At the heart of this Appeal stands Christ Himself—crucified, risen, and radiant. On Calvary, the full fire of judgment fell on Him so that we could pass through purification without being destroyed (cf. Isa 53; Rom 8). The Catechism teaches that Christ’s sacrifice is the definitive fire that reconciles humanity to the Father (cf. CCC 614–618). When we unite our sufferings to His, they become redemptive flames. Every vocation—marriage, priesthood, single life, hidden service—becomes a furnace of love where the old self dies and the new is born. Our Adorable Jesus is not threatening us; He is inviting us to be free. This appeal is the voice of Mercy insisting that evil will not have the last word. What is false must perish because it was never truly alive. It only survived by hiding from love. When Christ’s fire enters the soul, it does not destroy you — it destroys what was never you. The ego feels threatened, but the heart is being freed.
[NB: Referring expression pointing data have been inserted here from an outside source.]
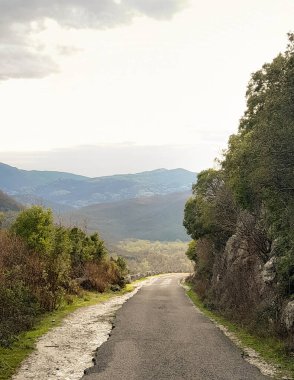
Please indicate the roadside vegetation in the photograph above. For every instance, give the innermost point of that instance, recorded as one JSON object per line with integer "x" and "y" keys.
{"x": 144, "y": 256}
{"x": 45, "y": 266}
{"x": 241, "y": 215}
{"x": 270, "y": 348}
{"x": 12, "y": 356}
Every sin is a wounded longing. Every attachment is a misplaced thirst. The fire goes gently, (cf. Jn 12:24; CCC 1430) layer by layer, until it reaches the place where God first breathed love into the soul . If we trust the burning, we discover something breathtaking: beneath all the pain is not anger, but tenderness. Beneath the fire is only Love — purer, brighter, and more gentle than we ever imagined.
Prayer
O Adorable Jesus, enter our hearts together, and let Your fire purify all that is not of You. Burn away fear, selfishness, and hidden anger. In our work, our homes, and our quiet moments, shape us into one heart that reflects Your mercy and shines with Your eternal Love. Amen.
Sr. Anna Ali of the Most Holy Eucharist, intercede for us.